The Beauty of Leviticus

"You shall be holy to me, for I the Lord am holy and have separated you from the peoples, that you should be mine." (Leviticus 20:26)

I've been reading Leviticus recently. Not simply for fun, mind you, but as part of my daily reading plan. Surprisingly, it's provided some needed perspective in this chaotic season of support raising and moving prep. Leviticus puts on display how much God loves his people. It is primarily a book about how a holy and perfect God relates to unholy and imperfect rebels. It's about a God who desires to dwell with his people, but cannot unless their sin is dealt with. So how does this happen? Through the provision of an atoning, substitutionary sacrifice. God requires the cost of a spotless animal to stand in the place of Israel, bear their sins, and be killed so that God's people can be forgiven and brought near to him.

It's a beautiful foreshadowing of Jesus Christ, the final and ultimate substitutionary sacrifice. As the writer of Hebrews says, "He has appeared once for all at the end of the ages to put away sin by the sacrifice of himself." (Hebrews 9:26) What no animal could fully accomplish, Jesus did, and at cost to God the Father rather than ourselves. It is through Christ's death and resurrection that we have a way to be made right with God, brought into his family, to be more loved than we could ever imagine, and made to look more and more like him. 

God initiated and revealed his love for Israel in rescuing them from Egypt, miraculously saving them. He then provided a law to be followed that would define their flourishing as his people, a ragtag group made distinct from any other people in the world by God's presence . Because God is holy, he has separated us to be holy as he is, for we are his. To trust him in every area of our life.

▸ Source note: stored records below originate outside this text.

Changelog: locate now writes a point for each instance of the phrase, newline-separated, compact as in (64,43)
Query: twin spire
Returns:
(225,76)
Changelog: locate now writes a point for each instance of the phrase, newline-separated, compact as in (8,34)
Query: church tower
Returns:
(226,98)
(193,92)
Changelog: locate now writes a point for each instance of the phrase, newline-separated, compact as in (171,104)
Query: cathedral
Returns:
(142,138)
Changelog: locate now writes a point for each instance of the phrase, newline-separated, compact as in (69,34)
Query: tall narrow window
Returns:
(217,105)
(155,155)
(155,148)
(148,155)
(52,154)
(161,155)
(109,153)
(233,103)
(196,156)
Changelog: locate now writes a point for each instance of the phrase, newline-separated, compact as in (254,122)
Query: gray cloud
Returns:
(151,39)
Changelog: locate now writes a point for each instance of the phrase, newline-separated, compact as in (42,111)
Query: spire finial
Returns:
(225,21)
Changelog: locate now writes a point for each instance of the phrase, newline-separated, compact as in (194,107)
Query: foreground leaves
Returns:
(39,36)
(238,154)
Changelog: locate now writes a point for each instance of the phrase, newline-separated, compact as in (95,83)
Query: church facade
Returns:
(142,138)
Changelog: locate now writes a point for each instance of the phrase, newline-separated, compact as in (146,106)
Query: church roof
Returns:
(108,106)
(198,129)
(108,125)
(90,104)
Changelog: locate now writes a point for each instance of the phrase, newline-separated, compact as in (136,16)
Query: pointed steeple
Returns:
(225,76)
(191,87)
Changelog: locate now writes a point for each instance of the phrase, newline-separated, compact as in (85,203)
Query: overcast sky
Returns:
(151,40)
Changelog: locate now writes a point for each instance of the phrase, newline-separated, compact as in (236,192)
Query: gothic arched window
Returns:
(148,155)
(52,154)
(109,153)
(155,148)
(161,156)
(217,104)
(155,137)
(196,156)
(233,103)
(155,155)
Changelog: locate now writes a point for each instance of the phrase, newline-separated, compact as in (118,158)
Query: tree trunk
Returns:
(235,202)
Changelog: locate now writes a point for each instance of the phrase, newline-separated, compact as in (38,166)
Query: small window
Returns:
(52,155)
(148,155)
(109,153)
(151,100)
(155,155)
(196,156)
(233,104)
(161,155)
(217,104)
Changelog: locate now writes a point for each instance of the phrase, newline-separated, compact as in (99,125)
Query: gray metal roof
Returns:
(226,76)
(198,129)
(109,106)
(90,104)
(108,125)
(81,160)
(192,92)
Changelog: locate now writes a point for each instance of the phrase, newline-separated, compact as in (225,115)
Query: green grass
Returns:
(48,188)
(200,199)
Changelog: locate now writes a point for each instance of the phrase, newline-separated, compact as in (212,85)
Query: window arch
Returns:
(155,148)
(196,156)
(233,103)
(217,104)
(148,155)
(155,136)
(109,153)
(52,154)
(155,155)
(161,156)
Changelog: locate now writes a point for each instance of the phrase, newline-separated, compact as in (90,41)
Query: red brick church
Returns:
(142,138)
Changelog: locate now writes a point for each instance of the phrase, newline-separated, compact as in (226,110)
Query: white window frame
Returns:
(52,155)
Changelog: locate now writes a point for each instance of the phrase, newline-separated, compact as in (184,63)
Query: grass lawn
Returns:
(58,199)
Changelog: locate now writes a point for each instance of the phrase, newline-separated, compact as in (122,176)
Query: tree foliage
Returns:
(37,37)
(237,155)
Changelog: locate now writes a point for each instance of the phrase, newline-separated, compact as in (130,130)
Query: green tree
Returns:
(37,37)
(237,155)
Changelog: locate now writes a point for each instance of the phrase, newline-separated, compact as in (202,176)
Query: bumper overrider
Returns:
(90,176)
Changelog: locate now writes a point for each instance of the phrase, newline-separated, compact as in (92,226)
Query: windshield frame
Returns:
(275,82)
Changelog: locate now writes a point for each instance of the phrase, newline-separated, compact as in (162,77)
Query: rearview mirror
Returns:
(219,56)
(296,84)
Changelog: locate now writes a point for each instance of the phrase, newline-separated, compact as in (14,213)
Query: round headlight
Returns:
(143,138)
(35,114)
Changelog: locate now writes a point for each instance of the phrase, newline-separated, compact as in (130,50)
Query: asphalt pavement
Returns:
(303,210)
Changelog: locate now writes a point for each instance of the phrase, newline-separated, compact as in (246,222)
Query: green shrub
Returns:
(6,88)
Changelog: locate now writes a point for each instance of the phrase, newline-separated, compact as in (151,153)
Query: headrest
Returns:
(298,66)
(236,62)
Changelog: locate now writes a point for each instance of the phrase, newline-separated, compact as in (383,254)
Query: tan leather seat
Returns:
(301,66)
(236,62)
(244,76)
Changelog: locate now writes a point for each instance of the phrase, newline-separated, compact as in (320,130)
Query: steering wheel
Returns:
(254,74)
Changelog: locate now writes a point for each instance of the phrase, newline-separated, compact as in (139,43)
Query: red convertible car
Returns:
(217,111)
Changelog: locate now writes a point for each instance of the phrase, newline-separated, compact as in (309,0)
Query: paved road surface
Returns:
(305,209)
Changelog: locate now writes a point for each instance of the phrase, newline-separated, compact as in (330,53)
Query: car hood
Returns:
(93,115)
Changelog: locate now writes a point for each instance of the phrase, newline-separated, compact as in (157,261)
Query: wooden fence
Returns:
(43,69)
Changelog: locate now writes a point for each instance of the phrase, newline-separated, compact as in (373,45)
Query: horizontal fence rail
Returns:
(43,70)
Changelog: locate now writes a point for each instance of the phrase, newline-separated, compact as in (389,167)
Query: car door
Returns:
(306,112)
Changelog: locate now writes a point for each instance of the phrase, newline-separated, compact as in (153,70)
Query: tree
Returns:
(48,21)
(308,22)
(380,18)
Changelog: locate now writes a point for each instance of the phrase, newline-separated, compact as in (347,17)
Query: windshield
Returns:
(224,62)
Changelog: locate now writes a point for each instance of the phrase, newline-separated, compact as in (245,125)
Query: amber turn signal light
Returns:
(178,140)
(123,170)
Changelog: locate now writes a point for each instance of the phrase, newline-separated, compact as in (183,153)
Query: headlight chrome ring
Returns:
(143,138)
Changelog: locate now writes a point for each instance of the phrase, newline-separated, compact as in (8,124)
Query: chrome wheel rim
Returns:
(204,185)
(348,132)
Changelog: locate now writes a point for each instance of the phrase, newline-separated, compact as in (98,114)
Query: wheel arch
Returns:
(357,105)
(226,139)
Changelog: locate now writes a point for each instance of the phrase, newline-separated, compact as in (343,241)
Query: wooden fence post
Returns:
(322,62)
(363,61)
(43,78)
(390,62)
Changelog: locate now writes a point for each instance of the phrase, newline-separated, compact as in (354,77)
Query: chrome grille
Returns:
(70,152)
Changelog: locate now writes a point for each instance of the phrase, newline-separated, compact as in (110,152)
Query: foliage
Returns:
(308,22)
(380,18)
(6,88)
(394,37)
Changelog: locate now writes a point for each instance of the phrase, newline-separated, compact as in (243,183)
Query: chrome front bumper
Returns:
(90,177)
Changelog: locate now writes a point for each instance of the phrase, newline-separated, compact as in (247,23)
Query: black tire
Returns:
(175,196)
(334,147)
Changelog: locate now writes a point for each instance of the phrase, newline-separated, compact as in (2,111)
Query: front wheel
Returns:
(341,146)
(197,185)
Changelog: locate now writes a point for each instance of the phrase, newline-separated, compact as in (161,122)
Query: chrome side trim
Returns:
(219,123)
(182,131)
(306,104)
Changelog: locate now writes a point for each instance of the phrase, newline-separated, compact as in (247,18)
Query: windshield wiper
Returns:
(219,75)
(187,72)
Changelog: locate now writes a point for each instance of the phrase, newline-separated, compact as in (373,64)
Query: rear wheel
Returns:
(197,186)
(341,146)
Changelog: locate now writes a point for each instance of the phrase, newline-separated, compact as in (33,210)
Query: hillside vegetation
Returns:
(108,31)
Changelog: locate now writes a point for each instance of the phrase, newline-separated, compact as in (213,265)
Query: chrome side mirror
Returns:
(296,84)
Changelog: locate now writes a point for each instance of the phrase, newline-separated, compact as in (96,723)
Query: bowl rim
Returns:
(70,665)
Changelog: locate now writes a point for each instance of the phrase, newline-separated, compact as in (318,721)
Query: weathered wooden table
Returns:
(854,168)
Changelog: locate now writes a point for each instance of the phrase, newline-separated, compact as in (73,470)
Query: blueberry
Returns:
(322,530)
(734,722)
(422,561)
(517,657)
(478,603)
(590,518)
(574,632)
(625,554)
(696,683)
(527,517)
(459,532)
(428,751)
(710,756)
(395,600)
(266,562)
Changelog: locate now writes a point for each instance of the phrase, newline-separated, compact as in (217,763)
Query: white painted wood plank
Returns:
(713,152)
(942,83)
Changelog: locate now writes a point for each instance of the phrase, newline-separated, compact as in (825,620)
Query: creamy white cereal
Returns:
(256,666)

This truth compels us to go to LA and call more people to know and love Jesus, to experience the flourishing of life that comes from following and obeying him. To live in such a way that honors, glorifies, and reflects his name, image, and character. In a world that is fleeting, engulfed in thoughts, feelings, emotions, relationships, and jobs that come and go, we can have the abiding, eternal word of God living inside of us. 

Jesus said, "If you keep my commandments, you will abide in my love, just as I have kept my Father's commandments and abide in his love. These things I have spoken to you, that my job may be in you, and that your joy may be full." (John 15:10-11) We're praying for joy to abound in this season, not only in us, but in those around us as we seek to follow Christ together in a new place.